Kantin kembali riuh dengan suara histeris, meja yang di tempati Merry dan komplotan cewek-cewek gemas lainnya didatangi Ulil dan segerombolan orang di belakangnya yang sedang menari ala Korea. Ulil berjalan mendekati Merry yang saat itu tengah melahap bakso, membuat dia meletakan sendoknya di atas meja. Ulil tampak bekerja sama dengan radio sekolah, pasalnya lagu D’masiv  Jangan Menyerah yang dirikues Adam berubah menjadi musik romantis. Gue yakin Adam yang lagi healing di kelas sendiran karena habis ditolak cewek kecewa mendengar lagu rikuesannya diganti.
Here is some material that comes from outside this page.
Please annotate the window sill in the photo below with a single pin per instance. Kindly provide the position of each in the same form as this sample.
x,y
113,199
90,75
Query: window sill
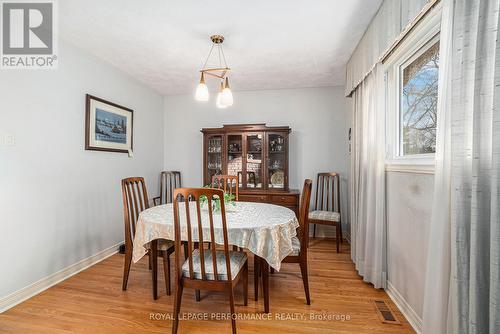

You are beautiful. Mau gak jadi pacar aku?” Ulil setengah berjongkok memberikan sepucuk bunga di hadapan Merry yang memasang wajah jijik. Inilah pemandangan kantin tiap harinya, selalu ada orang aneh yang menembak Merry di kantin. Kadang gue pengen masukin racun ke makanan mereka agar segera sadar. Sekolah harus segera melakukan vaksin antibucin di sekolah ini, sebelum para cowok semakin beringas dan gila akibat satu wanita.

“GAK!” jawab Merry tegas lalu pergi dari kantin. Di sudut lain Mang Usam terihat panik karena bakso yang dimakan Merry belum dibayar.

Semua bersorak kecewa, acara menembak Ulil yang mirip reality show Termewek-Mewek itu gagal mejadi bahagia.

“Ya Pemirsa, jadi seorang cowok ditolak Merry lagi, mari kita tanyakan kenapa dia sampai ditolak Merry.” Seorang cowok harusnya ada di kantin dengan tim kameramen.

“Kenapa dengan kamu?”

“Iya, mungkin Merry gak suka BTS. Sukanya EXO, jadi dia nolak aku karena tadi teman-teman aku malah puter musik SMASH,” jawab Ulil seharusnya.

“Ya Pemirsa, ternyata musik yang disukai cewek berpengaruh besar pada keputusan besar dia mau atau enggak menjadi pacar seseorang. Jadi bagi kalian yang mau menembak cewek, coba selidiki dulu dia suka musik apa saja. Siapa tahu cewek yang kalian taksir suka sama musik iklan ritel ternama di Indonesia. Saya Ujang Siluman dari TKP melaporkan, selamat bertemu di kesempatan lainnya.”

Ya karena gagal acara itu langsung TAMAT.

Tapi, sudah-sudah lupakan semua itu, imajinasi gue selalu melayang membayangkan yang aneh. Mari kita kembali ke kantin dan melupakan khayalan yang terjadi jika Ulil disponsori oleh tim Katakan Dong Bangke.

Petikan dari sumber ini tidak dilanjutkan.